Aug 302004
 
Authors: Megan Schulz

Students may have noticed an abundance of yellow wristbands

decorating many of their fellow students’ wrists over the past

couple months.

CSU students are not the only people sporting the wristbands. A

variety of people, including celebrities such as Matt Damon and

Ashley Judd, have taken a liking to the yellow bands.

“I see them all the time,” said Kacy Jones, a sophomore interior

design major. “I wonder how many kids actually have them.”

The wristbands are a fundraiser started by the Lance Armstrong

Foundation to help raise $5 million for people with cancer. The

bands cost $1 each and are engraved with Armstrong’s personal

mantra, “Livestrong.”

“Yellow is the reason I’m here,” Armstrong wrote on his Web

site, www.wearyellow.com.

Armstrong has won the Tour de France bicycle race a record six

times. He had testicular cancer, which spread to his abdomen, lungs

and brain. The cancer has been in remission for seven years.

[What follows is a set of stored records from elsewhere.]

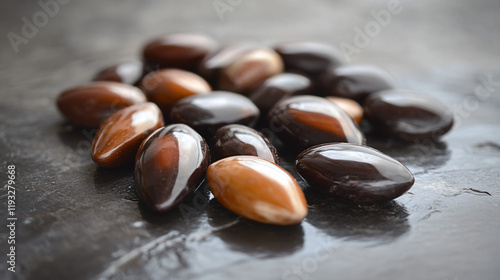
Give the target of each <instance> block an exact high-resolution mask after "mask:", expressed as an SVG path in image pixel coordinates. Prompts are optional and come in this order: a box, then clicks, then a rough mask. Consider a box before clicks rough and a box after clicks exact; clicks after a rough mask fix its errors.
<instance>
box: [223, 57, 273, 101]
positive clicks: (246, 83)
mask: <svg viewBox="0 0 500 280" xmlns="http://www.w3.org/2000/svg"><path fill="white" fill-rule="evenodd" d="M281 72H283V61H282V60H281V58H280V56H279V55H278V54H277V53H276V52H275V51H273V50H272V49H267V48H259V49H254V50H252V51H249V52H247V53H245V54H243V55H242V56H240V57H239V58H237V59H236V60H235V61H233V62H232V63H231V64H229V65H228V66H226V67H224V69H222V71H221V75H220V81H219V89H220V90H227V91H232V92H237V93H242V94H248V93H250V91H252V90H253V89H255V88H256V87H257V86H258V85H259V84H260V83H262V82H263V81H264V80H266V79H267V78H269V77H272V76H274V75H277V74H279V73H281Z"/></svg>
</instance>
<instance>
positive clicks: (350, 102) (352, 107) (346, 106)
mask: <svg viewBox="0 0 500 280" xmlns="http://www.w3.org/2000/svg"><path fill="white" fill-rule="evenodd" d="M326 99H327V100H328V101H330V102H332V103H333V104H335V105H337V106H338V107H339V108H340V109H342V110H344V112H346V113H347V114H348V115H349V116H350V117H351V118H352V119H353V120H354V121H355V122H356V123H357V124H358V125H359V124H360V123H361V121H362V120H363V107H361V105H359V103H358V102H356V101H354V100H352V99H349V98H342V97H333V96H326Z"/></svg>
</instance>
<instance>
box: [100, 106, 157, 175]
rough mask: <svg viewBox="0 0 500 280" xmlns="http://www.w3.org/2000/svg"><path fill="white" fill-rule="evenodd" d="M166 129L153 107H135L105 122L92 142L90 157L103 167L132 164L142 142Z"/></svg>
mask: <svg viewBox="0 0 500 280" xmlns="http://www.w3.org/2000/svg"><path fill="white" fill-rule="evenodd" d="M163 125H164V121H163V115H162V114H161V111H160V109H159V108H158V106H156V105H155V104H154V103H151V102H146V103H142V104H136V105H132V106H130V107H127V108H124V109H121V110H120V111H118V112H116V113H114V114H113V115H111V116H110V117H109V118H107V119H106V121H104V123H103V124H102V125H101V127H100V128H99V130H98V131H97V134H96V135H95V136H94V140H93V142H92V150H91V156H92V160H94V162H95V163H97V164H98V165H100V166H102V167H118V166H122V165H128V164H133V163H134V159H135V155H136V154H137V150H138V149H139V146H140V145H141V143H142V141H143V140H144V139H146V137H148V136H149V135H150V134H151V133H152V132H154V131H155V130H157V129H158V128H160V127H162V126H163Z"/></svg>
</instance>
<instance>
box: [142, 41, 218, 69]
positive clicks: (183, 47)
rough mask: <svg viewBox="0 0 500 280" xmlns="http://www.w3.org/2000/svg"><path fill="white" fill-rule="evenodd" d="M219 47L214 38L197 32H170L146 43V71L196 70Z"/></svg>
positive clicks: (144, 55)
mask: <svg viewBox="0 0 500 280" xmlns="http://www.w3.org/2000/svg"><path fill="white" fill-rule="evenodd" d="M218 48H219V46H218V44H217V42H215V41H214V40H213V39H212V38H210V37H207V36H205V35H201V34H195V33H182V32H178V33H170V34H167V35H164V36H161V37H158V38H156V39H154V40H152V41H150V42H148V43H147V44H146V46H144V50H143V57H144V64H145V65H144V67H145V69H144V70H145V73H149V72H151V71H156V70H159V69H162V68H179V69H184V70H187V71H191V72H194V71H196V70H197V69H198V66H199V64H200V62H201V61H202V60H203V59H204V58H205V57H206V56H207V55H209V54H211V53H212V52H215V51H216V50H217V49H218Z"/></svg>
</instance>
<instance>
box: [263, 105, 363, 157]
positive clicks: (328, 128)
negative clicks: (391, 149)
mask: <svg viewBox="0 0 500 280" xmlns="http://www.w3.org/2000/svg"><path fill="white" fill-rule="evenodd" d="M269 125H270V128H271V129H272V130H273V131H274V132H275V133H276V134H277V135H278V137H279V138H280V139H281V140H282V141H283V143H284V144H285V145H287V146H288V147H290V148H292V149H298V150H303V149H305V148H308V147H311V146H314V145H318V144H323V143H328V142H349V143H354V144H364V143H365V137H364V135H363V133H362V132H361V130H360V129H359V127H358V126H357V124H356V123H355V122H354V121H353V120H352V119H351V117H349V116H348V115H347V114H346V113H345V112H344V111H343V110H342V109H340V108H339V107H337V106H336V105H334V104H333V103H331V102H329V101H328V100H326V99H325V98H322V97H317V96H310V95H302V96H294V97H290V98H288V99H285V100H284V101H282V102H280V103H278V104H276V106H275V107H273V109H272V110H271V112H270V121H269Z"/></svg>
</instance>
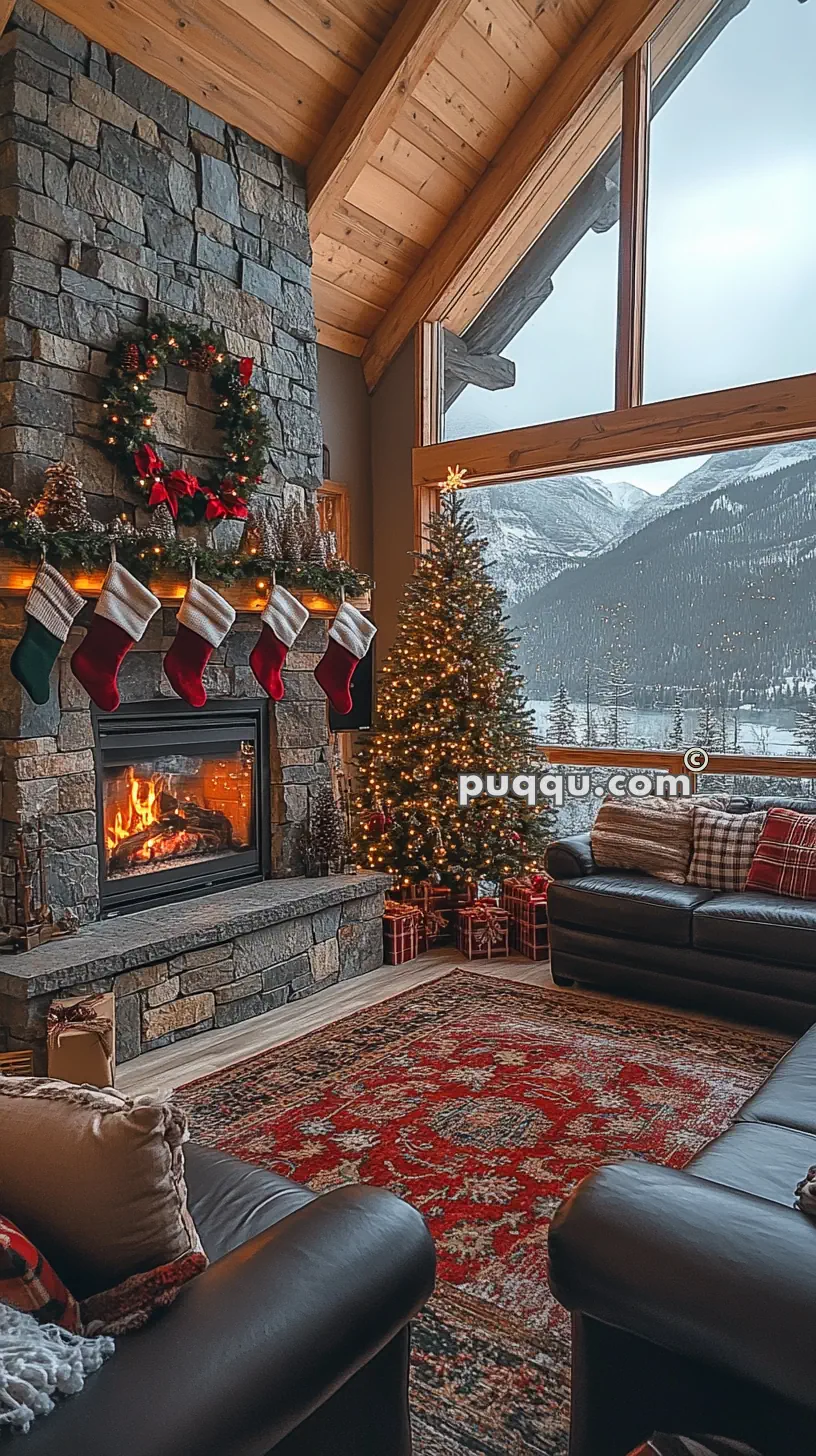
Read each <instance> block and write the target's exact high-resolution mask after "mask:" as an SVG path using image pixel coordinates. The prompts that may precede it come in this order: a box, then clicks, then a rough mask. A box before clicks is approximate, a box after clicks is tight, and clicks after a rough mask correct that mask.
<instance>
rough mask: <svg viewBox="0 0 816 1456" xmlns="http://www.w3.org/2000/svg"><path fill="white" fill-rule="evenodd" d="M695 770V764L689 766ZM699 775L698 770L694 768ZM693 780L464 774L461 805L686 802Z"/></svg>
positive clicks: (667, 775)
mask: <svg viewBox="0 0 816 1456" xmlns="http://www.w3.org/2000/svg"><path fill="white" fill-rule="evenodd" d="M688 767H689V769H691V767H692V764H688ZM694 767H695V772H699V767H698V766H694ZM692 792H694V791H692V780H691V778H689V775H688V773H611V775H609V778H608V779H605V780H603V782H602V783H593V782H592V776H590V775H589V773H583V772H580V773H542V775H541V776H536V775H535V773H517V775H514V776H511V775H509V773H487V775H481V773H460V775H459V804H460V807H462V808H463V807H465V805H468V804H469V802H471V799H478V798H481V796H482V795H485V794H487V796H488V798H491V799H503V798H507V795H513V798H517V799H526V801H527V804H530V805H533V804H535V802H536V799H539V798H541V799H548V801H549V802H551V804H554V805H555V807H557V808H561V807H562V805H564V804H565V802H567V799H587V798H597V799H603V798H606V795H608V794H609V795H611V796H612V798H613V799H625V798H632V799H647V798H664V799H682V798H689V796H691V794H692Z"/></svg>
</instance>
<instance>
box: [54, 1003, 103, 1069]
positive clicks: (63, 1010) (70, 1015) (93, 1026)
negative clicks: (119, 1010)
mask: <svg viewBox="0 0 816 1456" xmlns="http://www.w3.org/2000/svg"><path fill="white" fill-rule="evenodd" d="M105 1000H106V996H105V994H103V993H98V994H95V996H83V999H82V1000H77V1002H73V1005H70V1006H66V1005H64V1003H63V1005H60V1006H51V1009H50V1010H48V1019H47V1034H48V1045H50V1047H58V1045H60V1038H61V1037H63V1035H64V1034H66V1032H67V1031H90V1032H93V1035H95V1037H98V1038H99V1041H101V1044H102V1048H103V1051H105V1056H106V1057H111V1056H112V1054H114V1022H112V1021H111V1018H109V1016H101V1015H99V1005H101V1003H102V1005H103V1003H105Z"/></svg>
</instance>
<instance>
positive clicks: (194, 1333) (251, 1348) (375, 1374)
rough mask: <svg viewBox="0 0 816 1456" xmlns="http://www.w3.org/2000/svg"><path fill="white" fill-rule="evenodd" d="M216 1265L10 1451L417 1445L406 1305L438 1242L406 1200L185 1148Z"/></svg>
mask: <svg viewBox="0 0 816 1456" xmlns="http://www.w3.org/2000/svg"><path fill="white" fill-rule="evenodd" d="M185 1160H187V1181H188V1190H189V1207H191V1211H192V1216H194V1220H195V1224H197V1227H198V1232H200V1235H201V1242H203V1243H204V1248H205V1251H207V1254H208V1255H210V1259H211V1261H213V1262H211V1264H210V1267H208V1268H207V1270H205V1271H204V1273H203V1274H200V1275H198V1278H195V1280H192V1281H191V1283H189V1284H188V1286H185V1289H182V1291H181V1294H179V1296H178V1299H176V1302H175V1305H172V1306H170V1307H169V1309H168V1310H165V1312H163V1313H160V1315H157V1316H156V1318H154V1319H153V1322H152V1324H150V1325H147V1326H146V1328H144V1329H143V1331H138V1332H137V1334H133V1335H122V1337H121V1338H119V1340H118V1341H117V1351H115V1354H114V1356H112V1358H111V1360H108V1363H106V1364H105V1366H103V1367H102V1369H101V1370H99V1372H98V1373H96V1374H93V1376H90V1377H89V1380H87V1385H86V1388H85V1390H83V1392H82V1393H80V1395H77V1396H73V1398H71V1399H68V1401H66V1402H61V1404H60V1405H58V1406H57V1409H55V1411H54V1412H52V1414H51V1415H47V1417H42V1418H39V1420H36V1421H35V1423H34V1425H32V1428H31V1431H29V1434H28V1436H12V1437H9V1439H7V1440H3V1437H0V1450H6V1449H7V1450H9V1456H12V1453H13V1456H17V1453H19V1456H267V1453H268V1452H274V1453H275V1456H409V1452H411V1431H409V1421H408V1358H409V1329H408V1321H409V1319H411V1316H412V1315H414V1313H415V1312H417V1310H418V1309H420V1306H421V1305H423V1303H424V1302H425V1300H427V1297H428V1294H430V1293H431V1289H433V1283H434V1249H433V1243H431V1239H430V1235H428V1232H427V1229H425V1224H424V1222H423V1219H421V1217H420V1214H418V1213H415V1210H414V1208H411V1207H408V1204H405V1203H402V1201H401V1200H399V1198H395V1197H393V1195H392V1194H389V1192H386V1191H385V1190H380V1188H367V1187H360V1185H351V1187H345V1188H337V1190H334V1191H332V1192H328V1194H323V1195H322V1197H316V1195H315V1194H313V1192H310V1190H309V1188H302V1187H300V1185H299V1184H294V1182H290V1181H289V1179H287V1178H278V1176H277V1175H275V1174H270V1172H264V1171H262V1169H261V1168H254V1166H251V1165H249V1163H243V1162H239V1160H238V1159H235V1158H227V1156H224V1155H223V1153H217V1152H213V1150H210V1149H204V1147H197V1146H192V1144H188V1147H187V1149H185Z"/></svg>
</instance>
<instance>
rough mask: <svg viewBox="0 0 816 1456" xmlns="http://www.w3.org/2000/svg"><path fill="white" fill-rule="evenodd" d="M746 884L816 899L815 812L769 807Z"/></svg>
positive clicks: (752, 885)
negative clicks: (752, 862)
mask: <svg viewBox="0 0 816 1456" xmlns="http://www.w3.org/2000/svg"><path fill="white" fill-rule="evenodd" d="M746 887H748V890H766V891H769V893H771V894H774V895H793V897H794V898H796V900H813V901H816V818H815V817H813V815H812V814H794V812H793V810H780V808H774V810H768V818H766V821H765V828H764V830H762V834H761V836H759V843H758V844H756V853H755V856H753V863H752V866H750V872H749V875H748V881H746Z"/></svg>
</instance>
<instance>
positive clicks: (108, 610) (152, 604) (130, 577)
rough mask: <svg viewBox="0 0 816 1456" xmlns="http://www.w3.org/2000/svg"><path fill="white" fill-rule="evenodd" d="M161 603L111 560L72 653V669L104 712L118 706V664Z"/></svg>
mask: <svg viewBox="0 0 816 1456" xmlns="http://www.w3.org/2000/svg"><path fill="white" fill-rule="evenodd" d="M160 606H162V603H160V601H159V597H154V596H153V593H152V591H150V590H149V588H147V587H144V585H143V584H141V581H137V578H136V577H133V575H131V572H130V571H125V568H124V566H122V565H119V562H117V561H112V562H111V565H109V568H108V575H106V577H105V582H103V585H102V591H101V593H99V601H98V603H96V607H95V609H93V620H92V623H90V626H89V629H87V632H86V635H85V639H83V641H82V642H80V645H79V646H77V649H76V652H74V655H73V657H71V673H73V674H74V677H76V678H77V681H80V683H82V686H83V687H85V690H86V693H87V696H89V697H92V699H93V702H95V703H96V706H98V708H101V709H102V712H105V713H112V712H115V709H117V708H118V706H119V690H118V687H117V677H118V673H119V667H121V665H122V661H124V657H125V654H127V652H130V649H131V646H134V644H136V642H140V641H141V638H143V636H144V632H146V629H147V623H149V622H150V620H152V617H153V616H154V614H156V612H157V610H159V607H160Z"/></svg>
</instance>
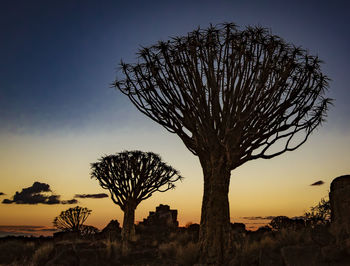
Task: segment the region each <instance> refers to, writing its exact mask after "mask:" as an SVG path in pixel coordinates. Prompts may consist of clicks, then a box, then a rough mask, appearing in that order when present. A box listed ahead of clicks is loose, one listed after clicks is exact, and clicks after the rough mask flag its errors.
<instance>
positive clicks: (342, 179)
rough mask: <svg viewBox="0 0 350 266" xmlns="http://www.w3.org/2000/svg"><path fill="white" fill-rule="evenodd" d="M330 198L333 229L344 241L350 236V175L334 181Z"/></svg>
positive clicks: (337, 177) (332, 226)
mask: <svg viewBox="0 0 350 266" xmlns="http://www.w3.org/2000/svg"><path fill="white" fill-rule="evenodd" d="M329 199H330V203H331V226H332V231H333V232H334V234H335V235H336V237H337V238H338V240H340V241H343V240H344V239H347V238H349V237H350V175H344V176H339V177H337V178H335V179H334V180H333V181H332V183H331V191H330V193H329Z"/></svg>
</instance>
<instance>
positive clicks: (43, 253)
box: [31, 243, 54, 266]
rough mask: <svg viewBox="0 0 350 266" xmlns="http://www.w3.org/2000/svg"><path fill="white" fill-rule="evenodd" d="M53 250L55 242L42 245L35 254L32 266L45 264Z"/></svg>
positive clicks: (53, 248)
mask: <svg viewBox="0 0 350 266" xmlns="http://www.w3.org/2000/svg"><path fill="white" fill-rule="evenodd" d="M53 250H54V244H53V243H45V244H43V245H41V246H40V247H39V248H38V249H37V250H36V251H35V252H34V254H33V257H32V262H31V266H37V265H45V262H46V261H47V260H48V258H49V257H50V254H51V253H52V251H53Z"/></svg>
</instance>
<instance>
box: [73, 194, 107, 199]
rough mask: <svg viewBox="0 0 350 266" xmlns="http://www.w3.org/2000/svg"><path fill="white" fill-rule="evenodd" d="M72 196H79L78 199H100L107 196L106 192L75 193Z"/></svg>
mask: <svg viewBox="0 0 350 266" xmlns="http://www.w3.org/2000/svg"><path fill="white" fill-rule="evenodd" d="M74 198H79V199H102V198H108V195H107V194H106V193H99V194H75V196H74Z"/></svg>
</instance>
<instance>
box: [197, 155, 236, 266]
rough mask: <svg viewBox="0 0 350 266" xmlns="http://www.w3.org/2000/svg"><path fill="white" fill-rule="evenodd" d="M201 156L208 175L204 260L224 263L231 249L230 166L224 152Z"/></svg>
mask: <svg viewBox="0 0 350 266" xmlns="http://www.w3.org/2000/svg"><path fill="white" fill-rule="evenodd" d="M200 159H201V160H200V161H201V164H202V167H203V174H204V194H203V202H202V214H201V225H200V235H199V241H200V263H203V264H210V265H224V264H225V260H226V259H227V257H228V253H229V252H230V251H231V247H230V243H229V239H230V210H229V202H228V191H229V184H230V169H229V168H228V166H227V161H226V160H225V158H224V157H223V156H222V155H220V154H218V155H217V156H210V158H209V157H206V158H200Z"/></svg>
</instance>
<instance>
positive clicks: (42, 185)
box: [2, 181, 78, 205]
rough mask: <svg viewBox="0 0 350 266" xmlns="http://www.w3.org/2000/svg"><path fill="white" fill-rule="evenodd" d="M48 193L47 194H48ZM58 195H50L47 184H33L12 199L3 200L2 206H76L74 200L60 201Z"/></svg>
mask: <svg viewBox="0 0 350 266" xmlns="http://www.w3.org/2000/svg"><path fill="white" fill-rule="evenodd" d="M48 193H49V194H48ZM60 198H61V196H60V195H54V194H52V191H51V189H50V185H49V184H45V183H40V182H37V181H36V182H34V183H33V185H32V186H30V187H27V188H23V189H22V191H21V192H18V191H17V192H16V193H15V195H13V197H12V199H4V200H3V201H2V203H3V204H12V203H15V204H39V203H41V204H47V205H54V204H76V203H77V202H78V201H77V200H76V199H71V200H61V199H60Z"/></svg>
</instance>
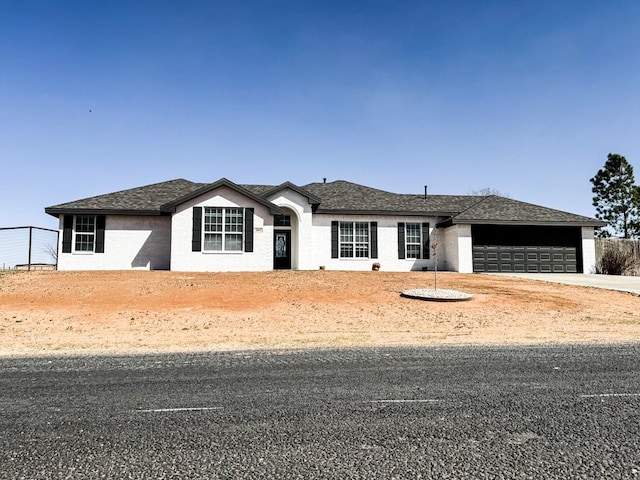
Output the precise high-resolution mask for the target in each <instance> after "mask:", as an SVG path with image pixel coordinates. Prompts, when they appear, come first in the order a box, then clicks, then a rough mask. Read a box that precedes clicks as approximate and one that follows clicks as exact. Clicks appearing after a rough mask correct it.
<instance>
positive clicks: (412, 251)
mask: <svg viewBox="0 0 640 480" xmlns="http://www.w3.org/2000/svg"><path fill="white" fill-rule="evenodd" d="M407 258H420V245H407Z"/></svg>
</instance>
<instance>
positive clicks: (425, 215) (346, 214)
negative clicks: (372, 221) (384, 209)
mask: <svg viewBox="0 0 640 480" xmlns="http://www.w3.org/2000/svg"><path fill="white" fill-rule="evenodd" d="M314 213H317V214H323V215H386V216H404V217H450V216H451V215H455V213H450V212H427V211H425V212H417V211H415V210H357V209H325V208H318V209H317V210H316V211H315V212H314Z"/></svg>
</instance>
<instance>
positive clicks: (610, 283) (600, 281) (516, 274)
mask: <svg viewBox="0 0 640 480" xmlns="http://www.w3.org/2000/svg"><path fill="white" fill-rule="evenodd" d="M490 275H503V276H510V277H518V278H527V279H531V280H542V281H545V282H554V283H564V284H567V285H579V286H583V287H596V288H604V289H607V290H619V291H621V292H629V293H633V294H635V295H640V277H626V276H619V275H592V274H582V273H491V274H490Z"/></svg>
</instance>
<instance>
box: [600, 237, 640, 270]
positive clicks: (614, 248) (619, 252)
mask: <svg viewBox="0 0 640 480" xmlns="http://www.w3.org/2000/svg"><path fill="white" fill-rule="evenodd" d="M637 266H638V265H637V262H636V259H635V256H634V254H633V252H632V251H630V250H629V249H626V248H623V247H622V246H621V245H616V244H611V245H607V247H606V248H605V250H604V252H602V256H601V257H600V260H598V262H597V264H596V273H600V274H603V275H627V274H633V273H634V271H635V269H636V267H637Z"/></svg>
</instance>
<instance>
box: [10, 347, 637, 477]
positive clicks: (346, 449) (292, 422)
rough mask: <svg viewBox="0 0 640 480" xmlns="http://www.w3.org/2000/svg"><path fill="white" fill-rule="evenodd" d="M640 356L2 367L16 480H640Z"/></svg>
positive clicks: (635, 352)
mask: <svg viewBox="0 0 640 480" xmlns="http://www.w3.org/2000/svg"><path fill="white" fill-rule="evenodd" d="M639 449H640V345H627V346H589V347H583V346H581V347H577V346H574V347H570V346H563V347H557V348H548V347H537V348H534V347H530V348H477V347H473V348H424V349H407V348H402V349H361V350H336V351H307V352H293V353H283V352H243V353H209V354H197V355H196V354H192V355H182V354H181V355H157V356H132V357H83V358H39V359H32V358H27V359H0V478H2V479H20V478H25V479H53V478H55V479H58V478H72V479H85V478H91V479H93V478H109V479H117V478H134V479H137V478H145V479H148V478H158V479H165V478H166V479H168V478H171V479H178V478H209V479H215V478H225V479H227V478H287V479H289V478H339V479H350V478H362V479H364V478H367V479H370V478H385V479H390V478H478V479H483V478H491V479H500V478H510V479H513V478H562V479H567V478H612V479H614V478H615V479H625V478H630V479H640V450H639Z"/></svg>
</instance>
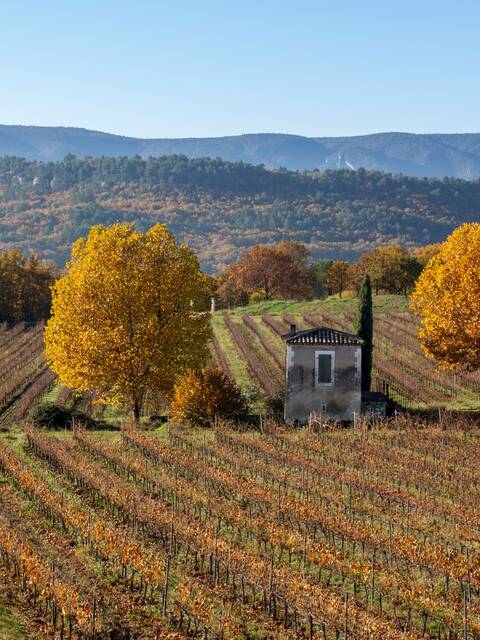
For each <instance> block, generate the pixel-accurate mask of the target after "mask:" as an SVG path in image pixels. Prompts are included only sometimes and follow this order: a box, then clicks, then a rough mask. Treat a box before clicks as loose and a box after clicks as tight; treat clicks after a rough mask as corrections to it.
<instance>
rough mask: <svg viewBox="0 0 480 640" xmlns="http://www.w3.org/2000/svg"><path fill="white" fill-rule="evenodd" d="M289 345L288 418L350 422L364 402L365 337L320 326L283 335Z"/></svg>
mask: <svg viewBox="0 0 480 640" xmlns="http://www.w3.org/2000/svg"><path fill="white" fill-rule="evenodd" d="M283 339H284V340H285V342H286V344H287V354H286V376H287V383H286V387H287V388H286V394H285V421H286V422H299V423H305V422H307V421H308V419H309V417H310V415H312V414H315V415H316V416H321V417H322V418H324V419H326V420H332V419H337V420H342V421H351V420H353V419H354V415H355V414H356V415H359V414H360V410H361V404H362V389H361V371H362V369H361V363H362V345H363V340H362V339H361V338H359V337H358V336H356V335H353V334H351V333H345V332H344V331H337V330H336V329H329V328H327V327H317V328H316V329H308V330H307V331H297V328H296V326H295V325H291V326H290V333H289V334H287V335H286V336H283Z"/></svg>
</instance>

During his cancer treatment, Armstrong started the Lance

Armstrong Foundation to raise awareness and educate the world about

cancer.

“Before cancer I just lived,” Armstrong explains on the LAF Web

site, www.laf.org. “Now I live strong.”

The LAF works to achieve its mission by focusing on four

programs: advocacy, education, public health and research.

According to its Web site, the foundation has sold more than 10

million wristbands.

Although the wristbands are available for purchase at the LAF

Web site, distributors are experiencing a national backorder. Local

distributors have also run out of the popular bracelets.

Lee’s Cyclery and Fitness, 202 W. Laurel St., a local bicycle

shop that carried the wristbands, is out of Livestrong

wristbands.

“I had people calling from all over the state when we were in

stock,” said MK Thompson, assistant manager of Lee’s Cyclery and

Fitness. “When we were in stock, we sold about 500 (wristbands) a

week between our two locations.”

Thompson believes the national backorder is the result of

incorrect planning on the distributors’ part.

“I think one of the reasons they stopped making them is because

the distributors thought that the novelty (of the bracelets) would

go down after the Tour de France, but it just went up,” Thompson

said.

Lee’s Cyclery and Fitness sold the bracelets to a diverse group

of customers, Thompson said.

“It’s definitely been a variety (of people),” Thompson said.

“It’s not just athletes. It’s also people who have had cancer or

know someone who had cancer.”

Despite the backorder, the wristbands’ popularity is noticeable

on campus, and each student has his or her own reasons for wearing

one.

“I have read both of (Armstrong’s) books,” said Matt Smith, a

graduate student studying anatomy. “He’s the closest thing I have

to a hero. It’s a motivation for me to live strong.”